In my exchanges with Calvinists, I have noticed that in recent years they have backed away from the idea that world/kosmos means the elect within all nations. I have had a few seriously say to me, “I don’t know anyone who says that.” What they commonly do instead these days is say world/kosmos in the universal passages means “all nations.” But then as you continue in dialogue they start changing the goal posts to the elect within all nations, which is an entirely different issue!
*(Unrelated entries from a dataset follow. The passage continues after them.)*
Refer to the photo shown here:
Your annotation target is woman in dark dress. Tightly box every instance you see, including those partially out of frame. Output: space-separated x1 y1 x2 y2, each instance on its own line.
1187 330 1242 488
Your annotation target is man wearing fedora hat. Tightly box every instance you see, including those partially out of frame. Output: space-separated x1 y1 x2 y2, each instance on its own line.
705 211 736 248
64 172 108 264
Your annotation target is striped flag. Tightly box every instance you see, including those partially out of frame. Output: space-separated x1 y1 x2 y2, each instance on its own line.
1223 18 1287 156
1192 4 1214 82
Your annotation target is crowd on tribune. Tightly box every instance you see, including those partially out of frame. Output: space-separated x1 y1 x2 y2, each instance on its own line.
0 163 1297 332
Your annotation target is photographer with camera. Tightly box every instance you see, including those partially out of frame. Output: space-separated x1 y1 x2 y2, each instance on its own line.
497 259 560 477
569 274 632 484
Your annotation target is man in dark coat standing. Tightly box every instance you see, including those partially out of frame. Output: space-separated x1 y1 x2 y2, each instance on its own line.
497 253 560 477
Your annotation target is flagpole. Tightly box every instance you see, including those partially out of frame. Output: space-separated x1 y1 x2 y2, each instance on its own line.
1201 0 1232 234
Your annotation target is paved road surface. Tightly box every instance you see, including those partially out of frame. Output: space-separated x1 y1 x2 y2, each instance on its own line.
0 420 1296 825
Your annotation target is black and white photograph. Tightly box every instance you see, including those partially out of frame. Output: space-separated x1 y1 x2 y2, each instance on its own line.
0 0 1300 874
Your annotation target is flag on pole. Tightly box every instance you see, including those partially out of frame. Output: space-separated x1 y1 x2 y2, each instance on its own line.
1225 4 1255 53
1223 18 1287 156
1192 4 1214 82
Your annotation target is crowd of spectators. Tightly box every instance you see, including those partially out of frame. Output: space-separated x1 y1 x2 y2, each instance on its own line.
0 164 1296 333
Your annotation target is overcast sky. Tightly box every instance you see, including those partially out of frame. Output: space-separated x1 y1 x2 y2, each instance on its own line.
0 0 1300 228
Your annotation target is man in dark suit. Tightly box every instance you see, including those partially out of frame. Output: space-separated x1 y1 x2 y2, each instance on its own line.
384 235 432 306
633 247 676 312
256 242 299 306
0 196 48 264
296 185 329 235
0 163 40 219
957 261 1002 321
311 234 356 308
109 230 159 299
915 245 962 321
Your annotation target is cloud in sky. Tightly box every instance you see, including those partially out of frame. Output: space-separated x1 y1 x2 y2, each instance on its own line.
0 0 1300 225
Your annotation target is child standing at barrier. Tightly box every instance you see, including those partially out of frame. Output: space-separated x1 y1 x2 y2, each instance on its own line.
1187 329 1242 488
Regardless, let me address the meaning of world/kosmos. I have done a survey of more than a dozen lexicons, theological dictionaries, and theological encyclopedias on their entries for “world” and “kosmos." This includes Kittel’s Theological Dictionary of the New Testament, Vine's Expository Dictionary of New Testament Words, Black’s Bible Dictionary, Mounce’s The Analytical Lexicon to the Greek New Testament, Robinson’s A Greek-English Lexicon of the New Testament, Cremer’s Biblico-Theological Lexicon of the Greek New Testament and many others. None of these impartial sources has in their listed definitions that “world” or "kosmos" means "the elect, " "the elect within the all nations, " or "the world of the elect." I openly challenge any Calvinist to show me a lexicon, theological dictionary, or theological encyclopedia that does. There are none or virtually none.
The above paragraph is devastating to Owen’s position that world/kosmos in the universal passages means the elect. I also recommend the Arminian counterpart to Owen’s work (I am the editor): Redemption Redeemed: A Puritan Defense of Unlimited Atonement by John Goodwin, a great book! Goodwin (1593-1665) of England was a former Calvinist turned Arminian during the same era in which Owen lived.
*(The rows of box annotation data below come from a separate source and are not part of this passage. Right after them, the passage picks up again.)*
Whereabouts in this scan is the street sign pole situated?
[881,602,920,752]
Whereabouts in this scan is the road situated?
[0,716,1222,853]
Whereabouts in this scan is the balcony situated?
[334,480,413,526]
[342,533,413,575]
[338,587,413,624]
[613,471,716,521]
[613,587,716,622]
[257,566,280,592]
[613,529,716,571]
I note that in CBG, you quoted John 17:9, “I do not pray for the world, but for those you have given me.” You add, “Did Christ die for those for whom he would not pray.” That’s a pretty weak argument. Christ was not praying for the world in that instance when he was praying specifically for his disciples. On the other hand, he did include the world twice in 17:21 and 23, saying each time “so that the world may believe that you sent me” and “so that the world may know that you sent me.” Furthermore, when Christ was crucified he prayed for his enemies there saying, “Father, forgive them for they know not what they are doing” (Luke 23:34). And what about his statements already given, such as in John 6:51: “This bread is my flesh that I will give for the life of the world”? (And sorry, but once again, claiming the world here means the elect is poor exegesis.)
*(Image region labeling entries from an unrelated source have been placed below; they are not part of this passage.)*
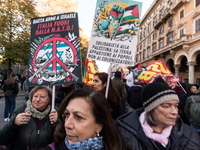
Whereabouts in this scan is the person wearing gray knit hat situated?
[142,82,179,112]
[117,82,200,150]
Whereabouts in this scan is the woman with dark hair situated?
[2,72,19,121]
[0,86,58,150]
[92,72,126,119]
[46,88,128,150]
[117,82,200,150]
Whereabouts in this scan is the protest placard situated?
[26,13,82,86]
[87,0,142,66]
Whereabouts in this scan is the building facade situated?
[135,0,200,83]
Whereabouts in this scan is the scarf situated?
[25,100,51,120]
[139,112,172,147]
[65,136,104,150]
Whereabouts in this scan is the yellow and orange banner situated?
[138,60,174,84]
[84,58,98,86]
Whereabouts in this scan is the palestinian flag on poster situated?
[121,5,139,23]
[103,1,108,4]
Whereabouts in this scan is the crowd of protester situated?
[0,71,200,150]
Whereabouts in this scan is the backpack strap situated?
[191,96,195,103]
[49,142,56,150]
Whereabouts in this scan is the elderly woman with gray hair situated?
[117,82,200,150]
[0,86,58,150]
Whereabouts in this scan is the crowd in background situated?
[0,71,200,150]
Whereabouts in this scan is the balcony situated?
[154,6,172,30]
[171,0,190,12]
[153,34,192,57]
[137,32,194,63]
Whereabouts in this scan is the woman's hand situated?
[14,112,31,126]
[49,109,58,124]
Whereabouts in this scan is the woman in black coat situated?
[46,88,130,150]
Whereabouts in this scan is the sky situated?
[73,0,153,72]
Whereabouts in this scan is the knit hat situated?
[115,71,121,78]
[142,82,179,112]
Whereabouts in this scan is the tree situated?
[36,0,89,74]
[0,0,36,77]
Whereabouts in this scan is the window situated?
[143,41,146,47]
[168,19,172,27]
[167,34,173,44]
[180,9,184,19]
[148,37,151,44]
[147,47,151,57]
[195,18,200,33]
[159,26,164,34]
[143,51,146,60]
[143,30,146,37]
[179,28,184,37]
[153,32,156,40]
[152,43,156,52]
[140,34,142,41]
[159,40,164,48]
[153,18,157,26]
[148,24,151,33]
[196,0,200,7]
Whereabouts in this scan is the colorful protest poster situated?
[26,13,82,86]
[87,0,142,66]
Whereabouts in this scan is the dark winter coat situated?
[127,85,143,109]
[0,105,58,150]
[184,88,200,127]
[2,78,19,97]
[117,109,200,150]
[55,84,75,107]
[110,99,126,120]
[112,77,127,102]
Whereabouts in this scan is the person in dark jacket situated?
[127,79,143,109]
[0,86,58,150]
[92,72,126,120]
[117,82,200,150]
[184,88,200,135]
[178,82,190,126]
[55,83,75,107]
[112,71,127,102]
[46,88,130,150]
[2,72,19,121]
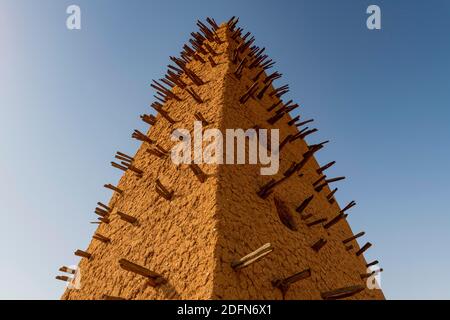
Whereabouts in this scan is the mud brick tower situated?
[57,17,384,299]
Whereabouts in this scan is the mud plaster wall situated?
[214,27,384,299]
[62,27,383,299]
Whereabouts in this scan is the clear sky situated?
[0,0,450,299]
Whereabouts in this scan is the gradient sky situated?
[0,0,450,299]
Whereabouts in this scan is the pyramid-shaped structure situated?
[58,17,384,299]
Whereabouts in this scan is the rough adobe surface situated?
[62,25,384,299]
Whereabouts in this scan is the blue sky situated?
[0,0,450,299]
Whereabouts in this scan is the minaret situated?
[58,17,384,300]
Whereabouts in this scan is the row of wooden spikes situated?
[56,243,378,300]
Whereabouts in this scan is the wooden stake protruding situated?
[58,266,77,274]
[320,285,365,300]
[151,102,177,124]
[119,259,166,287]
[272,268,311,299]
[341,201,356,213]
[55,276,73,282]
[185,88,203,103]
[117,211,137,224]
[145,144,169,159]
[140,114,156,126]
[342,231,366,244]
[311,238,327,252]
[295,119,314,128]
[295,195,314,214]
[239,82,258,104]
[315,177,345,192]
[366,260,379,268]
[355,242,372,257]
[189,163,207,183]
[317,161,336,174]
[306,218,328,227]
[74,250,92,259]
[194,111,209,126]
[131,130,155,144]
[104,183,123,194]
[155,179,174,201]
[231,243,273,270]
[327,188,338,204]
[323,213,348,229]
[92,232,111,243]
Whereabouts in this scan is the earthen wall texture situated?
[62,25,384,299]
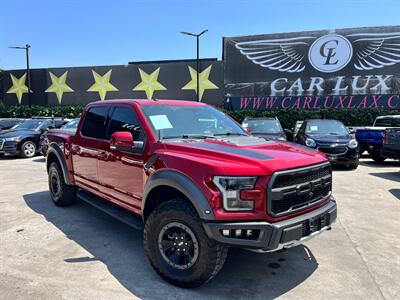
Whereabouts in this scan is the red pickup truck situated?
[47,100,336,287]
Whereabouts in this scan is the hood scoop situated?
[215,135,273,146]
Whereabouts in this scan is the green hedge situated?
[0,103,84,118]
[0,103,400,128]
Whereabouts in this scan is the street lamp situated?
[181,29,208,102]
[8,44,31,106]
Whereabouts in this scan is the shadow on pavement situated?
[389,189,400,200]
[369,172,400,182]
[23,191,318,300]
[360,160,400,168]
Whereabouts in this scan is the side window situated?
[106,107,144,141]
[81,106,108,139]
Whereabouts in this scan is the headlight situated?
[213,176,257,211]
[306,139,317,148]
[4,136,20,142]
[348,140,358,149]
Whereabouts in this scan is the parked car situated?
[296,120,359,169]
[242,118,286,141]
[356,115,400,162]
[39,119,80,157]
[0,118,23,132]
[47,100,336,287]
[0,118,65,157]
[382,128,400,160]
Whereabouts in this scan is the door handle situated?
[72,145,82,154]
[97,151,108,160]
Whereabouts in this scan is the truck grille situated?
[318,144,348,155]
[267,163,332,217]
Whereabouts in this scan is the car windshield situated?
[374,117,400,127]
[141,104,247,139]
[306,120,348,135]
[61,119,79,129]
[242,119,283,133]
[12,120,44,130]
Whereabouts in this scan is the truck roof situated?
[88,99,207,106]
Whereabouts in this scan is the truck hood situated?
[159,136,327,175]
[307,134,352,143]
[0,130,39,139]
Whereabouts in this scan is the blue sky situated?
[0,0,400,70]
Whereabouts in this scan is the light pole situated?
[8,44,31,106]
[181,29,208,102]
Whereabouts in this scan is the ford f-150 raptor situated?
[47,100,336,287]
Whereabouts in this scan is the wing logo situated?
[235,32,400,73]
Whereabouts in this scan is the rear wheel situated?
[144,199,228,288]
[49,162,76,206]
[21,141,37,158]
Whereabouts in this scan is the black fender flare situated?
[46,143,71,185]
[142,170,215,220]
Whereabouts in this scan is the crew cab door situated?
[71,106,109,191]
[98,105,145,212]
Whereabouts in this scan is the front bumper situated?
[0,141,20,153]
[203,197,337,252]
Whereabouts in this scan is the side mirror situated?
[110,131,144,152]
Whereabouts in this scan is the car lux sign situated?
[224,26,400,109]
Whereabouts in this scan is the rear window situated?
[374,118,400,127]
[81,106,108,139]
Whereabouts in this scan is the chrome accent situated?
[266,162,332,217]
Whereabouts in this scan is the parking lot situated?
[0,156,400,299]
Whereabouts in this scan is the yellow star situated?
[87,69,118,100]
[182,65,218,100]
[133,68,167,99]
[6,73,32,104]
[45,71,74,104]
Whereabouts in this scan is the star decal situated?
[133,68,167,99]
[6,73,32,104]
[45,71,74,104]
[182,65,218,100]
[87,69,118,100]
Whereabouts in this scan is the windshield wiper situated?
[214,132,247,136]
[161,134,215,140]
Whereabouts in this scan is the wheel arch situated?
[142,170,215,222]
[46,143,71,185]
I’ll end here. About the Augustinian/Calvinist view of predestination, you said: “After I awoke to the truth of predestination I began to see the beauty of it and taste its sweetness. I have grown to love this doctrine. It is most comforting.”
I cannot love such a doctrine that utterly contradicts the universal passages, God’s love for the world, and the universal “general call” to salvation. Predestination is in the Bible, but we wrangle over its meaning.
As far as I am concerned, the concept that election/predestination is by God’s knowledge/foreknowledge and is Christocentric— based on us being “in Him”—does much more justice to the Biblical message and the passages with “world” and “all.” God’s grace is, believe it or not, gracious. There is no “holy rape of the soul.” Your concept writes off most of humanity.